3. Math safety: Do all third-party math functions handle overflow, zero, and boundary inputs correctly?
4. Bit shift safety: Are all bit shift operations bounded? (Critical after Cetus exploit)
5. Trust validation: Does the protocol validate return values from third-party calls?
6. Transitive exposure: Are there unaudited transitive dependencies?

Common False Positives

1. Framework dependencies: aptos_framework, aptos_std, aptos_token are framework-governed and heavily audited - do not flag as third-party risk (but DO audit usage patterns)
2. Immutable dependencies: If the on-chain module is published with immutable policy, upgrade risk is zero
3. Pinned to audited revision: If the dependency is pinned to a specific, known-audited revision, transitive upgrade risk is build-time only (not runtime)
4. Standard math operations: Framework-provided math64::mul_div() and similar are well-tested - focus audit on third-party math libraries

Output Schema

## Finding [DEP-N]: Title

**Verdict**: CONFIRMED / PARTIAL / REFUTED / CONTESTED
**Step Execution**: ✓1,2,3,4 | ✗N(reason) | ?N(uncertain)
**Rules Applied**: [R1:✓/✗, R4:✓/✗, R8:✓/✗, R10:✓/✗]
**Severity**: Critical/High/Medium/Low/Info
**Location**: Move.toml or module_name.move:LineN

**Dependency**: {name and source}
**Risk Type**: UPGRADE_RISK / MATH_ERROR / TRUST_BOUNDARY / TRANSITIVE_EXPOSURE
**Upgrade Policy**: {immutable/compatible/unknown}

**Description**: What's wrong
**Impact**: What can happen (silent behavior change, math error, fund loss)
**Evidence**: Code showing the dependency usage and risk

### Precondition Analysis (if PARTIAL/REFUTED)
**Missing Precondition**: [What blocks exploitation]
**Precondition Type**: STATE / ACCESS / TIMING / EXTERNAL / BALANCE

### Postcondition Analysis (if CONFIRMED/PARTIAL)
**Postconditions Created**: [What conditions this creates]
**Postcondition Types**: [List applicable types]
**Who Benefits**: [Who can use these]

Step Execution Checklist (MANDATORY)

| Step | Required | Completed? | Notes | |------|----------|------------|-------| | 1. Dependency Inventory | YES | ✓/✗/? | All Move.toml entries parsed and categorized | | 2. Upgrade Policy Risk | FOR EACH third-party dep | ✓/✗/? | On-chain policy verified | | 3a.
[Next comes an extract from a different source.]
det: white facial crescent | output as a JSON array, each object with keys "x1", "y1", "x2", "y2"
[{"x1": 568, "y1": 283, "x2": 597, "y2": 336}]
Function Inventory | YES | ✓/✗/? | All called functions from third-party listed | | 3b. Correctness Verification | FOR EACH critical function | ✓/✗/? | Overflow, zero, MAX tested | | 3c. Trust Boundary Analysis | YES | ✓/✗/? | Return value validation checked | | 4. Transitive Dependency Analysis | IF transitive deps exist | ✓/✗(N/A)/? | Full tree mapped |

If any step skipped, document valid reason (N/A, no third-party deps, all deps immutable).